Babyproofing

by zorilleerrant



Category: Harry Potter - J. K. Rowling
Genre: Gen
Language: English
Status: Completed
Published: 2016-03-22
Updated: 2016-03-22
Packaged: 2018-05-28 10:11:20
Rating: Not Rated
Warnings: Creator Chose Not To Use Archive Warnings
Chapters: 1
Words: 1,339
Publisher: archiveofourown.org
Story URL: https://archiveofourown.org/works/6324961
Author URL: https://archiveofourown.org/users/zorilleerrant/pseuds/zorilleerrant





	Babyproofing

When Petunia found a baby on her doorstep, she shrieked. Her very first impulse had been to assume it was a rodent of some sort, because who would leave a baby on a doorstep? But, no, it was a baby, wrapped in nothing but a single blanket, and there on the hard brick of her front step for who knew how long. The baby shivered when she picked up the small bundle, and a letter fell out. She picked it up, but it was long moments before she read it.

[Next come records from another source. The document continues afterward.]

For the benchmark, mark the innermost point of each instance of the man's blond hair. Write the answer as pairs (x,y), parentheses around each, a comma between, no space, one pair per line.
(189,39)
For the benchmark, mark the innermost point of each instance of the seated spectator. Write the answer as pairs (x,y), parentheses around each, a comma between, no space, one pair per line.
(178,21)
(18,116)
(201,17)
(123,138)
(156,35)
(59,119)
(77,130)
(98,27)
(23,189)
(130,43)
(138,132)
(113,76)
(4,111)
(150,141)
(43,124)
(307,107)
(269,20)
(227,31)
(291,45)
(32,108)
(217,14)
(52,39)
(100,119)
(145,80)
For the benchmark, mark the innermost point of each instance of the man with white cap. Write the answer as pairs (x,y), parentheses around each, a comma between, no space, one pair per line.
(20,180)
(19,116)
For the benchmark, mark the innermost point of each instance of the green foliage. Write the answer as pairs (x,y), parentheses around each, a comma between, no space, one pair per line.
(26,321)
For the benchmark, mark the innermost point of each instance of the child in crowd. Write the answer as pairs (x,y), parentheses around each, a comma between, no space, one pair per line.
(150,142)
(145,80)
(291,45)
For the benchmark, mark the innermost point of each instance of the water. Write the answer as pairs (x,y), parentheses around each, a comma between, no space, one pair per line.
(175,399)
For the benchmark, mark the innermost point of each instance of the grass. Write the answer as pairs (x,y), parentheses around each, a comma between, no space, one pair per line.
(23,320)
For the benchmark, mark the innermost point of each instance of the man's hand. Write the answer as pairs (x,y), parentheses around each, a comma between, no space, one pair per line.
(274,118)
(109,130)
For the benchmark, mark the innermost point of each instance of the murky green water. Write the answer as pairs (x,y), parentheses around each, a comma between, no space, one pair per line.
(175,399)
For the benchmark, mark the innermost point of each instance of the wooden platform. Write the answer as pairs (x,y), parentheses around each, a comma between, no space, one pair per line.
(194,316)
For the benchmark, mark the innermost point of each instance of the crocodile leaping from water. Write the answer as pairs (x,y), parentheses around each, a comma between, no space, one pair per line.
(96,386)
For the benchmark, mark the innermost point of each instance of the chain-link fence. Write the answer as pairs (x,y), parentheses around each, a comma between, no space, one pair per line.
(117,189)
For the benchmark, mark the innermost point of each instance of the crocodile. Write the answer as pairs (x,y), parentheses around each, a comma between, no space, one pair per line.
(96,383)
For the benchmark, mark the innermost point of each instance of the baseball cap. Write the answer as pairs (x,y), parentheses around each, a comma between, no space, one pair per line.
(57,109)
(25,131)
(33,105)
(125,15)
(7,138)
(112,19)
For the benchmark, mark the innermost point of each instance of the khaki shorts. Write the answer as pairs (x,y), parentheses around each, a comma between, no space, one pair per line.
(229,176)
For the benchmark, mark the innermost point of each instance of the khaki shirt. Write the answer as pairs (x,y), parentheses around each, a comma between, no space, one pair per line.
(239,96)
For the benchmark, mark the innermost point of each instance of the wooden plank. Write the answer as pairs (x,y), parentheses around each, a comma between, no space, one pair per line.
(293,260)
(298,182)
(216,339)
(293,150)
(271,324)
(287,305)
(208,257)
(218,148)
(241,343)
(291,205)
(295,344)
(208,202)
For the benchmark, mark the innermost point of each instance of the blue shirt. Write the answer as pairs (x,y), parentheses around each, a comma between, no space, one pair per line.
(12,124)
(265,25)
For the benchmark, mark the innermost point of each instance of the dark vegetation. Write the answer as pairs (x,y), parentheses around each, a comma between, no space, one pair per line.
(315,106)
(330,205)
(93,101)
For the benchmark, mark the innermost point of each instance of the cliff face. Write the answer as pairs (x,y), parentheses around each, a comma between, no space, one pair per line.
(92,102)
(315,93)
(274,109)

She changed the baby (he hadn’t been crying, even though he was wet), and she fed the baby, and she dressed the baby in some of the clothes Dudley had outgrown, and she wondered about whether or not to call the police. Surely there was some better person to contact about an abandoned child, but wasn’t it a crime to leave the poor boy? And then she remembered the note.

It said things she’d half expected, all her life, to read. It said that exactly what she’d warned her sister about, if she insisted on being mixed up with people like that, had come to pass. And, even though she’d always expected she would, she never felt an urge to shout to the heavens, to tell Lily’s ghost I Told You So. Instead, she whispered to baby Harry that she’d never let him fall into the kind of trouble Lily did; she would protect him from himself.

Maybe, she thought, Harry would be like her and she wouldn’t have to worry.

Two children was more work than one. Oh, she had known it would be, that was why she had set her schedule to have her second child years from now when Dudley was already in school and could occupy himself most of the time. But it had never struck her that it would be this dramatic. Holding Dudley and feeding him had left her no free hand to answer the phone, or move the wash when the timer rang, or put the dishes away. Now, holding Dudley and feeding him left her no free hand to answer the phone, or comfort Harry when he cried, or move the wash when the timer rang, or heat up the second bottle, or put the dishes away, or feed Harry now that he was hungry too and distressed.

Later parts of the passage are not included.